Of course a lot of k-pop performers wear headset mics and then they have no choice, they can’t manually alter microphone distance on the fly and just have to rely on compression to save their ass.  Mind you, the backing track has their own voice on it anyway, so any volume discrepancies will be evened out a fair bit just by the presence of a consistent second vocal line existing behind the actual live vocal.

Compression is unlike a lot of other vocal effects, in that it’s an effect that is designed specifically to not be that noticeable – if it’s working well, things just “sound right”.  On studio recordings, vocal compression is always there, everything you hear on a k-pop studio recording is carefully smoothed over.  The rare exceptions are only ever with groups on the very, very nugu end of the spectrum with zero budgets.  So let’s look at one of these rare exceptions, so we can hear what compression sounds like when it isn’t working as intended.

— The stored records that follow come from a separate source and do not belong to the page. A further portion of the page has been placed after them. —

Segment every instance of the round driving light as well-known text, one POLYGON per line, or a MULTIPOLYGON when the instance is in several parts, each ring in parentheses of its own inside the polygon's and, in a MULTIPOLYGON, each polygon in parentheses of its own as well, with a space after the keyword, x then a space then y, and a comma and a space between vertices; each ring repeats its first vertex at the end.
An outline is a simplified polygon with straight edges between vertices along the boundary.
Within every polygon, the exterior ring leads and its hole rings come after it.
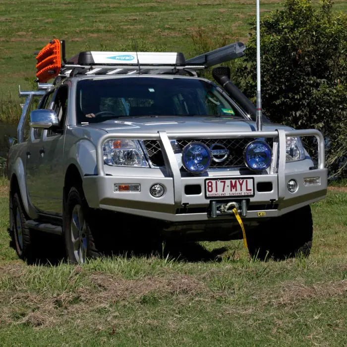
POLYGON ((182 161, 185 169, 193 174, 206 171, 211 164, 211 152, 201 142, 191 142, 183 149, 182 161))
POLYGON ((287 184, 287 187, 290 193, 293 193, 296 191, 296 189, 297 189, 297 183, 295 179, 289 180, 287 184))
POLYGON ((165 191, 164 187, 159 183, 153 184, 149 190, 151 195, 155 198, 160 198, 163 195, 165 191))
POLYGON ((248 143, 243 153, 248 168, 254 171, 267 169, 271 163, 272 154, 270 146, 262 141, 256 140, 248 143))

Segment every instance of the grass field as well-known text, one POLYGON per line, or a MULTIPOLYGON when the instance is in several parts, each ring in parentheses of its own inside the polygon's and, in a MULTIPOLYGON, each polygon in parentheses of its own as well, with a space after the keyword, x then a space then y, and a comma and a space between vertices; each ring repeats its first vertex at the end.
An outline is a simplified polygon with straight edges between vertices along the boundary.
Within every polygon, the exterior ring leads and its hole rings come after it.
MULTIPOLYGON (((334 2, 335 9, 346 10, 344 0, 334 2)), ((262 15, 281 7, 278 0, 262 0, 262 15)), ((0 119, 13 117, 7 110, 18 103, 18 85, 32 87, 33 52, 52 39, 66 40, 68 57, 86 50, 128 49, 134 39, 139 50, 182 52, 189 57, 203 53, 207 44, 246 42, 255 14, 253 0, 2 0, 0 119)))
POLYGON ((235 241, 80 267, 17 259, 0 183, 0 346, 347 345, 346 188, 312 205, 308 259, 254 261, 235 241))
MULTIPOLYGON (((261 2, 262 15, 281 6, 261 2)), ((246 42, 255 12, 249 0, 2 0, 0 122, 16 121, 17 86, 32 87, 32 53, 51 39, 66 40, 68 57, 135 37, 140 50, 189 57, 215 41, 246 42)), ((0 174, 0 346, 347 346, 347 193, 332 187, 312 206, 308 259, 262 262, 237 240, 28 265, 9 247, 0 174)), ((52 253, 59 246, 47 240, 52 253)))

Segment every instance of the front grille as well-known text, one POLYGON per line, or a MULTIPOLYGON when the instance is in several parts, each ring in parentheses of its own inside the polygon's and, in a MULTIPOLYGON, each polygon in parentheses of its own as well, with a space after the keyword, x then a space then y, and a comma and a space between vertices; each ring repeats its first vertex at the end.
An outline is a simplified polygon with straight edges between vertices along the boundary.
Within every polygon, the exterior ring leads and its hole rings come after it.
MULTIPOLYGON (((245 167, 243 160, 243 151, 248 143, 255 139, 237 138, 237 139, 177 139, 177 143, 182 150, 190 142, 201 142, 209 148, 214 144, 218 144, 225 147, 229 151, 229 155, 227 158, 220 162, 217 162, 213 160, 210 167, 214 168, 243 168, 245 167)), ((272 146, 272 139, 267 141, 270 146, 272 146)), ((162 154, 162 150, 159 143, 156 140, 145 140, 143 144, 146 148, 147 154, 152 164, 155 166, 164 166, 164 161, 162 154)), ((216 146, 217 149, 218 146, 216 146)), ((220 156, 219 158, 221 158, 220 156)), ((183 169, 184 170, 184 169, 183 169)))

Listen to the vocal from 0:48 through to 0:55, and how it gets oddly quieter as the singer progresses towards the end of her line, her volume is everywhere and she sort of vanishes behind the backing track.  The girl who sings immediately after her has a similar issue, but not as pronounced.  They might not be the greatest singers in the studio, but the real blame here doesn’t lie with them, but with the engineer who clearly wasn’t able to fix it in the mix.  I very much doubt that weird fading vocal was their intention, this is an example of either a compressor not being used at all, or not having a strong enough ratio dialed in to compensate for the singer’s vocal discrepancies, maybe they had 2:1 on but they needed something like 10:1 to catch all those notes, or perhaps the threshold wasn’t set properly below where the vocals actually were. 

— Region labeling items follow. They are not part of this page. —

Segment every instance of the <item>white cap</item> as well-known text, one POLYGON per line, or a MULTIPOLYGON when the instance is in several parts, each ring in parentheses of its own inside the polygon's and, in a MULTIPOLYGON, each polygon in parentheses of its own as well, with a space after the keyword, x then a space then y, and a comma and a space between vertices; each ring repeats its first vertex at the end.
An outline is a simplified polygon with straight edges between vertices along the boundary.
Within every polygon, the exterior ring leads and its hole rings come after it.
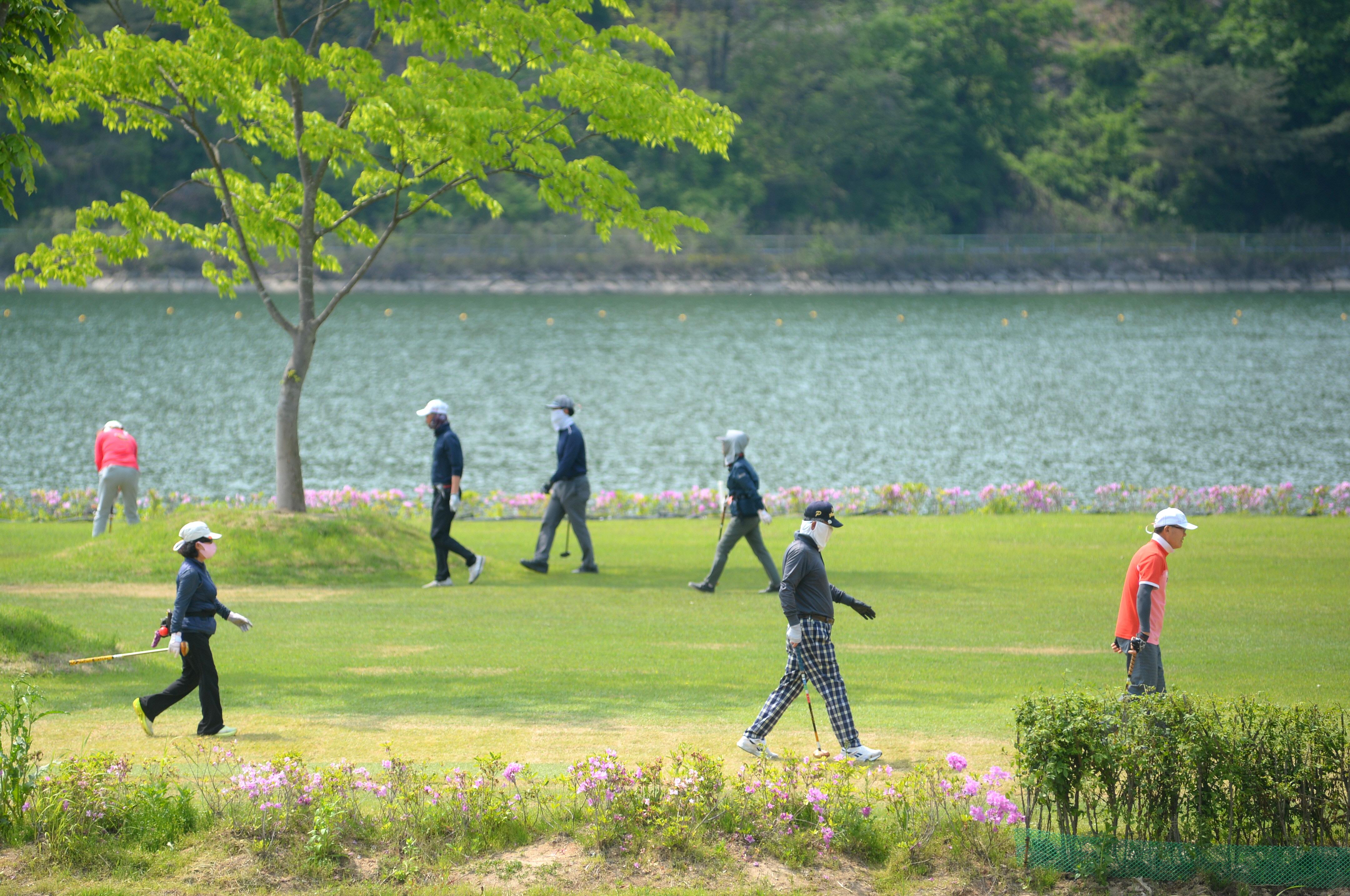
POLYGON ((1162 526, 1181 526, 1183 529, 1195 529, 1193 522, 1185 521, 1185 514, 1176 507, 1164 507, 1158 511, 1158 515, 1153 518, 1153 530, 1157 532, 1162 526))
POLYGON ((212 532, 211 526, 204 524, 201 520, 193 520, 186 526, 178 530, 178 544, 173 547, 174 551, 188 544, 189 541, 196 541, 197 538, 219 538, 219 532, 212 532))
POLYGON ((432 398, 427 402, 427 406, 417 412, 418 417, 425 417, 427 414, 441 414, 450 417, 450 405, 443 402, 440 398, 432 398))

Sometimes compression isn’t used, deliberately.  In this case, they’ve left it off Luna’s voice, so she can go very quiet in the opening and closing parts of the song without the machine automatically boosting her volume up, this allows her to match the dynamics of the players in Jambinai more accurately as they deliberately also play softly in some sections.  As the musicians around her increase their volume, Luna matches them with her voice.  Note that in the peaks of the song she’s still pulling her head away from the microphone as Ailee did, so she doesn’t overload the gain.  Luna, like Ailee, is a rare k-pop singer who actually knows what the fuck she’s doing.  There really aren’t many of these in the idol world.

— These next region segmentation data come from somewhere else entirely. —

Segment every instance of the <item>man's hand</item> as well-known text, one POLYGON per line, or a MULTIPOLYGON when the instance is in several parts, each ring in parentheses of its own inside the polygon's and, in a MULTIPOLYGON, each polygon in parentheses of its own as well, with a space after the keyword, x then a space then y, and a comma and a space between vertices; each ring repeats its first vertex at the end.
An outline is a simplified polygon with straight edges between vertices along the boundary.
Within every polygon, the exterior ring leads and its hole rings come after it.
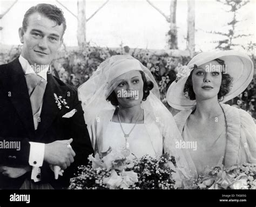
POLYGON ((11 178, 17 178, 25 174, 26 172, 31 171, 32 167, 29 165, 14 168, 8 166, 0 166, 0 172, 11 178))
POLYGON ((76 153, 68 146, 73 141, 72 139, 67 140, 56 141, 45 144, 44 160, 53 165, 58 165, 65 169, 74 162, 76 153))

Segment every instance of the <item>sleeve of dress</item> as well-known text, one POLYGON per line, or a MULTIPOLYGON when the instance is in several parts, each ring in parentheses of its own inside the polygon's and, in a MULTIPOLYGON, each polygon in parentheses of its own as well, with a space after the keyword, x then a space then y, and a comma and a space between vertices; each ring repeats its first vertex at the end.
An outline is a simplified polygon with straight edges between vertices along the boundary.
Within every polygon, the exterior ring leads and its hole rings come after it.
POLYGON ((256 125, 248 113, 239 109, 239 115, 241 120, 241 145, 246 155, 246 161, 255 163, 256 125))
POLYGON ((90 126, 87 126, 87 127, 89 133, 90 137, 91 138, 92 148, 93 148, 94 151, 95 153, 97 151, 96 142, 96 127, 97 120, 95 120, 95 121, 92 122, 92 123, 90 126))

A final word on clipping – while a final master should never be clipped, it’s possible with 32-bit recording software to clip your original instrument recordings into the mixdown phase and still get a final result that sounds good, this is because 32-bit audio actually stores information above digital zero (essentially making it function more like an analog recording device in this aspect), whereas 24-bit and lower systems just cut this information off completely.  Clipping the desk can therefore sometimes work better than compression for things like recording drum tracks or other transient peak sounds without adding so much normalisation that it turns everything into a complete wash.  If you’re interested in this topic, here’s some videos:

Note that it’s “horses for courses” of course.  You wouldn’t do this if you were recording a chamber orchestra or a sweet ballad, but for something like dubstep or some downtuned chug-chug music style with “core” at the end of its genre name, the results can be surprisingly good.  Use at your discretion.

That’s all for this post!  The music theory series will return!